Survey Research (SS 2021)
Please note that Survey Research will not take place this semester, but we are currently talking to the MCM guest lecturers (including Prof. Dr. Houston) regarding a suitable rescheduling. Thank you for your comprehension.
The course is given by Prof. Dr. Mark Houston.
The course takes place at the MCM, room 006 (1st floor).
Applications for this course are possible for all doctoral students of the faculty of business and economics and minor research students by sending an email to Tanja Geringhoff (firstname.lastname@example.org) within the application period.
For didactic reasons, the number of participants is limited. The decision on participation of an applicant will based on the first-come, first-served principle. The application deadline will be announced soon.
Information for students of the Minor Research: If your application was successful, please register at the examination office for the early examination period. The examination consists of a 60-minute written exam and two group work assignments.
Information for all PhD students: The course is handled as an A-certificate / research methods for the PhD program.

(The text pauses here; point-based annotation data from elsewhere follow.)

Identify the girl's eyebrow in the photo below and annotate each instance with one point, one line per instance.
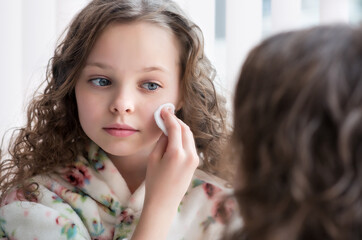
(98, 64)
(154, 68)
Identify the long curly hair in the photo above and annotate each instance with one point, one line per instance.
(53, 136)
(298, 136)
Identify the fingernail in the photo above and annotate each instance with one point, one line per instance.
(170, 110)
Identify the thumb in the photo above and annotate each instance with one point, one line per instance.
(159, 149)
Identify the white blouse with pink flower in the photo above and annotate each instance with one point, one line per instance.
(91, 200)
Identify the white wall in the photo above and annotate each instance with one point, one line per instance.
(30, 30)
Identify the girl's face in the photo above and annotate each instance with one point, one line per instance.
(131, 70)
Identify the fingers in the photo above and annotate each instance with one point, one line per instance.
(180, 137)
(188, 141)
(160, 148)
(174, 130)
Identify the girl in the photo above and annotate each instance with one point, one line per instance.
(298, 135)
(91, 162)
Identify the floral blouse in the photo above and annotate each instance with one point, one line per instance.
(91, 200)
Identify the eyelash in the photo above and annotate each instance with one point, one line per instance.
(98, 79)
(106, 82)
(149, 83)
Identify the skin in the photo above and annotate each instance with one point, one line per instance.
(131, 70)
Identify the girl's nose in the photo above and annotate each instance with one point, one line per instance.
(122, 103)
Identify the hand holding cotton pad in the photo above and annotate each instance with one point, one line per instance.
(158, 118)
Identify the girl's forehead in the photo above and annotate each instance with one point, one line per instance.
(142, 42)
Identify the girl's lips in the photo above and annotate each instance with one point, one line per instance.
(120, 132)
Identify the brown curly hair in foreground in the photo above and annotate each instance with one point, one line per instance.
(53, 136)
(298, 136)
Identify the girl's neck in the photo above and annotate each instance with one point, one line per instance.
(132, 168)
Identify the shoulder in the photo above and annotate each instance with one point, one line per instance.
(44, 216)
(206, 208)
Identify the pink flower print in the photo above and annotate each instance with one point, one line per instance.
(223, 210)
(210, 190)
(77, 175)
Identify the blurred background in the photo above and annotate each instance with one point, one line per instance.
(30, 30)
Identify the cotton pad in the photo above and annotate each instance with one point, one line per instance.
(158, 118)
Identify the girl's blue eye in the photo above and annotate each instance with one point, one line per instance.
(101, 82)
(150, 86)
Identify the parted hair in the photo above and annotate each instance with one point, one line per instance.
(53, 136)
(298, 136)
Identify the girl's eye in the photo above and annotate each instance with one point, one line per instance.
(101, 82)
(151, 86)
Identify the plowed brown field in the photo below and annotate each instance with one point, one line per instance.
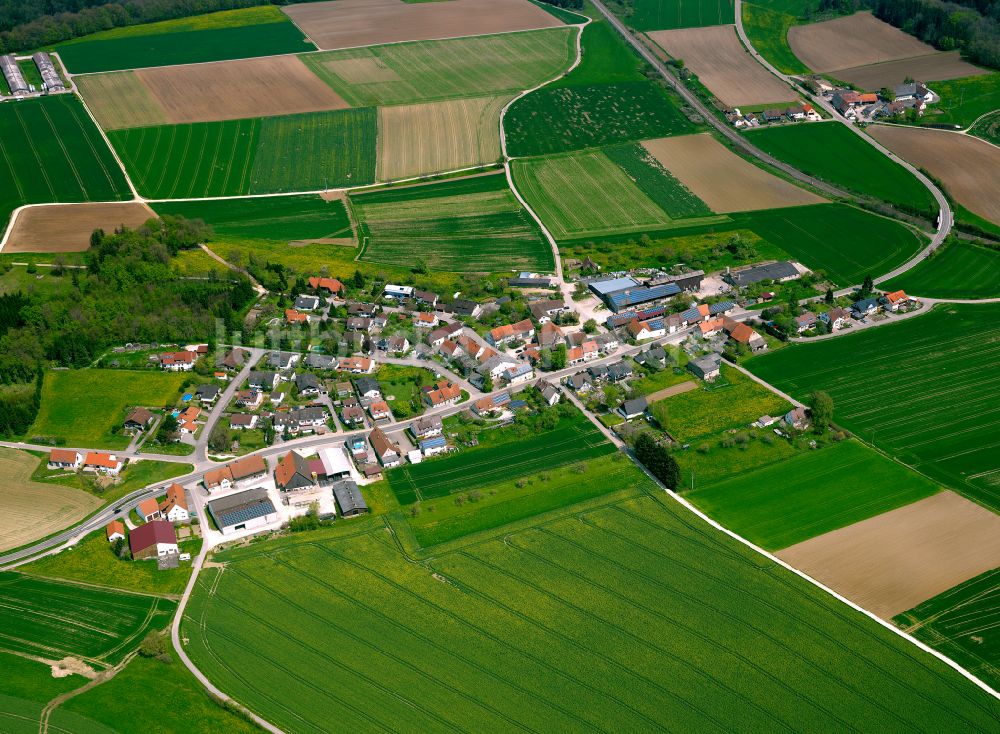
(441, 136)
(893, 561)
(67, 227)
(716, 55)
(854, 40)
(723, 180)
(968, 167)
(350, 23)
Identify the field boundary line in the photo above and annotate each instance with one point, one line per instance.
(556, 260)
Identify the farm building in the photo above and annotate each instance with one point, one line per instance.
(779, 272)
(11, 72)
(243, 511)
(152, 540)
(350, 502)
(51, 81)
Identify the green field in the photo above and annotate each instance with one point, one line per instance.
(811, 494)
(52, 152)
(924, 390)
(964, 100)
(550, 120)
(423, 71)
(632, 616)
(85, 408)
(279, 218)
(734, 401)
(962, 624)
(661, 15)
(466, 225)
(54, 619)
(574, 440)
(236, 34)
(960, 270)
(582, 195)
(766, 24)
(303, 152)
(831, 152)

Many important research questions are best answered with survey data. The primary goal of this course is to help prepare doctoral students in business and economics to conduct survey-based research that is publishable in the leading research journals. The course is designed to assist students in acquiring an understanding and practical knowledge of the survey research process that is needed to design and execute scientific research. Particular attention will be paid to issues that impact the integrity of survey research, such as construct definition and various types of validity, correctly specifying a scale as formative or reflective, avoiding common source bias, assessing non-response bias, etc. This course is concerned with the total research process, and our focus on survey research will be embedded in discussions that range from philosophy of science and the generation of research ideas through the publication of the research manuscript.
Although this course will mainly employ examples from the field of marketing, it is designed in a way that will benefit doctoral students with an interest in conducting behavioral and organizational research in a wide variety of contexts. Its focus is on the research process rather than substantive research issues. The class discussions will allow students to create links between the material and the topics in which they are most interested, and students will have the opportunity to apply ideas from the course to a substantive issue of their own choosing. No significant background in marketing theory and/or practice is assumed.

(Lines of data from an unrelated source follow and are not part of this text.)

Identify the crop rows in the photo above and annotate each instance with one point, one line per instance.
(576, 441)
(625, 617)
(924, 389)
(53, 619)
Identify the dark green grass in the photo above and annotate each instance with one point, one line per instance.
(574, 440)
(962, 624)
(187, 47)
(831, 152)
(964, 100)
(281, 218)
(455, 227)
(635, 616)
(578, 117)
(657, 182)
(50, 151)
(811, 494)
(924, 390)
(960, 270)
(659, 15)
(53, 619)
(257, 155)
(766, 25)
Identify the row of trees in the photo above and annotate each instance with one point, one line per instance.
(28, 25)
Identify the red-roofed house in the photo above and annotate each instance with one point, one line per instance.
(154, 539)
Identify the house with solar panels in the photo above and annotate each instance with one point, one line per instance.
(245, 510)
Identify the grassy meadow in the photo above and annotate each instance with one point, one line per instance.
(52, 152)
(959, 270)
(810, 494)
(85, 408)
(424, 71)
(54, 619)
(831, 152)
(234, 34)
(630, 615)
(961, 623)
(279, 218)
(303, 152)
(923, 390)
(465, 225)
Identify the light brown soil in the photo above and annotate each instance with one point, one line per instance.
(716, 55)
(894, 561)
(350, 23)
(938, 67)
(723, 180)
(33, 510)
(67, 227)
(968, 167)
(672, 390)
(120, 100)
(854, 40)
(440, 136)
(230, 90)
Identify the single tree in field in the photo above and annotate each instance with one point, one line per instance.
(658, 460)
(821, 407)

The goals of this course will be pursued through:
1) Reading, synthesizing and discussing articles and book chapters on survey research techniques and topics from a variety of behavioral disciplines;
2) Completing various assignments that give students the chance to apply and practice the principles being reviewed;
3) Critiquing published empirical research studies; and
4) Designing a scale development study that represents an extension/improvement of an existing empirical study, including construct conceptual development, multi-item scale development and testing, hypothesis development, and methodological planning.